Elles visent un point clé recherché par le nouveau texte, à savoir l’extension considérable du champ d’application du délit d’entrave. Auparavant, les pressions, menaces ou actes d’intimidation devaient s’exercer dans les lieux où peuvent se réaliser des IVG. Désormais, le délit peut être constitué à l’égard de « toute personne cherchant à s’informer sur une IVG, quels que soient l’interlocuteur sollicité, le lieu de délivrance de cette information et son support ».

La 1ère réserve du Conseil constitutionnel est la suivante : « la seule diffusion d’informations à destination d’un public indéterminé sur tout support, notamment sur un site de communication au public en ligne, ne saurait être regardée comme constitutive de pressions, menaces ou actes d’intimidation ».

Les sites internet, qui constituaient la cible principale du gouvernement, ne pourront donc pas être attaqués en justice pour les informations qu’ils contiennent, puisque personne n’est obligé de consulter un site internet pour y chercher des informations.

La 2ème réserve concerne le fond du dispositif mis en place : « le délit d’entrave (…) ne saurait être constitué qu’à deux conditions : que soit sollicitée une information, et non une opinion ; que cette information porte sur les conditions dans lesquelles une IVG est pratiquée ou sur ses conséquences et qu’elle soit donnée par une personne détenant ou prétendant détenir une compétence en la matière. »

Pour que l’on puisse prouver ce nouveau délit, il faudrait que chacun de ces termes soit clairement défini et qu’il existe un référentiel. Or ce n’est pas le cas, spécialement pour les conséquences de l’IVG.

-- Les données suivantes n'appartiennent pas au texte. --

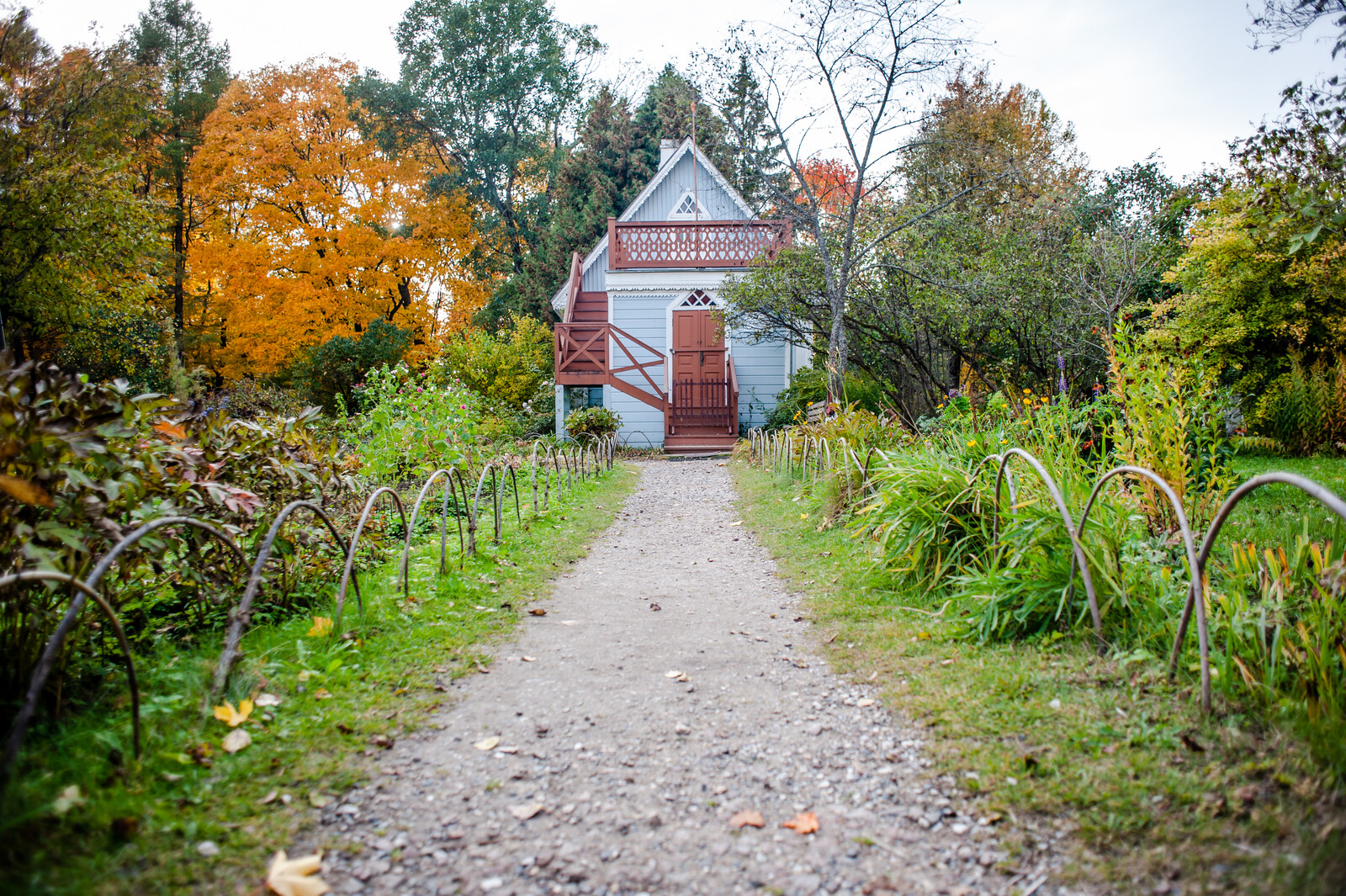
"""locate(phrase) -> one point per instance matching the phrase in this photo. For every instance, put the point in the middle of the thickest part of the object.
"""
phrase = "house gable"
(670, 184)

De multiples questions se posent. Comment faire la juste différence entre une information et une opinion ? Quand, par exemple, la ministre de la santé Madame Rossignol affirme devant les députés que l’IVG n’interrompt pas une vie, est-ce une information ou une opinion ? Le juge sera-t-il l’arbitre de l’importance des conséquences physiques ou psychologiques d’une IVG ? Et comment déterminer le niveau de compétence à partir duquel une personne sera considérée comme pouvant être condamnée ? Qui va établir que cette personne détenait une forme d’autorité pouvant conduire à une pression ?

Il faut donc s’attendre soit à l’inapplication de cette loi, soit à des procès qui inévitablement mettront en cause la liberté d’expression et de communication.

Pour mémoire, Alliance VITA a déposé le 17 février 2017 une requête devant le tribunal administratif de Paris contre le ministère de la Santé concernant les informations inexactes ou non objectives sur l’avortement qui figurent sur le site officiel dédié à l’IVG.